No fim de junho, o senador Esperidião Amin (PP-SC) apresentou uma emenda em prol da impressão do voto. Em discurso nesta quarta, Flávio Bolsonaro (PL-RJ) defendeu a medida.
“O problema não é a urna, é o homem. E essa teimosia, essa resistência surreal de fazer algo que pela tecnologia é muito simples só aumenta a desconfiança”, alegou o filho de Jair Bolsonaro (PL). “Por que continuar alimentando essa desconfiança?”
Há outros pontos de divergência, o que levou o relator Marcelo Castro (MDB-PI) a postergar novamente a votação do texto. Trata-se de uma matéria extensa, com quase 900 artigos a abarcarem sete leis eleitorais e partidárias.

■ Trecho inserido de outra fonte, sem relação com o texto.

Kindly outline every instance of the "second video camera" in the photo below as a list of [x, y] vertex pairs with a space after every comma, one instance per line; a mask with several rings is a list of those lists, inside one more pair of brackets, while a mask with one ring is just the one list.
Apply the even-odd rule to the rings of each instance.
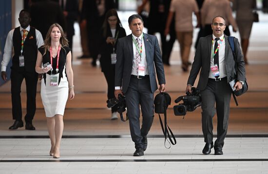
[[187, 111], [193, 111], [201, 106], [200, 91], [195, 87], [191, 87], [191, 93], [187, 92], [186, 96], [179, 97], [175, 100], [175, 102], [177, 103], [181, 100], [183, 101], [183, 103], [179, 103], [173, 107], [175, 116], [185, 116]]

Até a tarde desta quarta, havia 373 emendas (propostas de modificação do texto) protocoladas no sistema do Senado.
Segundo a proposta de Amin, após o voto na urna haverá a impressão do registro, a ser depositado em um local previamente lacrado. O processo de votação só terminaria após o eleitor confirmar a correspondência entre o teor de seu voto e o registro impresso e exibido pela urna.
Em agosto de 2021, a Câmara dos Deputados enterrou a PEC do Voto Impresso — a matéria precisava de 308 votos favoráveis, mas recebeu 229.